When Helen was growing up, in a family of Eisenhower-style Republicans, an explosive political argument resulted in her uncle staying away at Christmas time for years. So her aunt initiated a no-politics-or-religion rule.
“Trying to keep my late father in check got harder as he got older,” said Helen in Tennessee. Her tactic to defuse the situation? “I started telling him his late mother wouldn’t approve.”
For some families, inconsolable differences of values and opinions have torn relatives apart entirely.

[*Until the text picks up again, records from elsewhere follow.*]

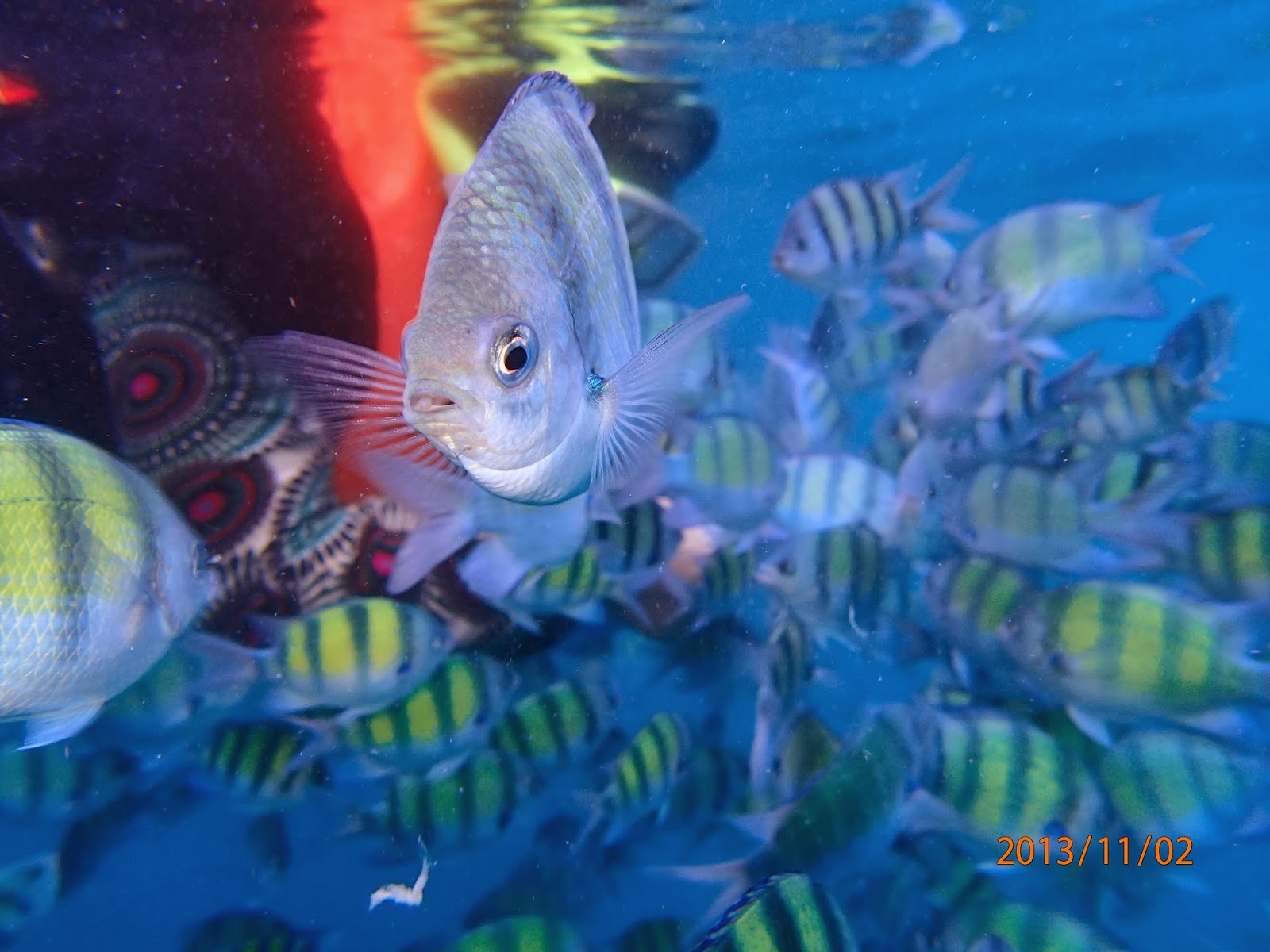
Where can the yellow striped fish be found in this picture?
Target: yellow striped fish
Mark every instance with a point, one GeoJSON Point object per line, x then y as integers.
{"type": "Point", "coordinates": [643, 776]}
{"type": "Point", "coordinates": [827, 490]}
{"type": "Point", "coordinates": [1130, 649]}
{"type": "Point", "coordinates": [784, 913]}
{"type": "Point", "coordinates": [99, 575]}
{"type": "Point", "coordinates": [444, 717]}
{"type": "Point", "coordinates": [457, 805]}
{"type": "Point", "coordinates": [845, 230]}
{"type": "Point", "coordinates": [1176, 784]}
{"type": "Point", "coordinates": [992, 774]}
{"type": "Point", "coordinates": [360, 654]}
{"type": "Point", "coordinates": [728, 473]}
{"type": "Point", "coordinates": [1064, 264]}
{"type": "Point", "coordinates": [521, 933]}
{"type": "Point", "coordinates": [559, 725]}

Rita, 66, in Ohio remembers a more harmonious time before Trump’s 2016 campaign, when “we could get together for the holidays without worrying about blow ups over politics or anything”. That became more difficult during Trump’s first term, she said, and completely impossible after the attack on the Capitol on 6 January 2021.
“Now we are totally divided and some of us are no longer speaking with each other,” she said. “There is such a vast difference in what we stand for that it’s come down to not wasting time with relatives who can’t abide by the no-political-chats [rule] during get togethers.”
This year on Christmas day, Rita will be at home with just her husband, and seeing some other relatives and friends on other days – members of her chosen family of like-minded people.
But the loss of sibling connections still causes her great sadness. “I never thought I’d see the day when family wasn’t a part of my life,” she said. “But things keep happening to the point where you realize, I can’t be around this, it’s so crushing.”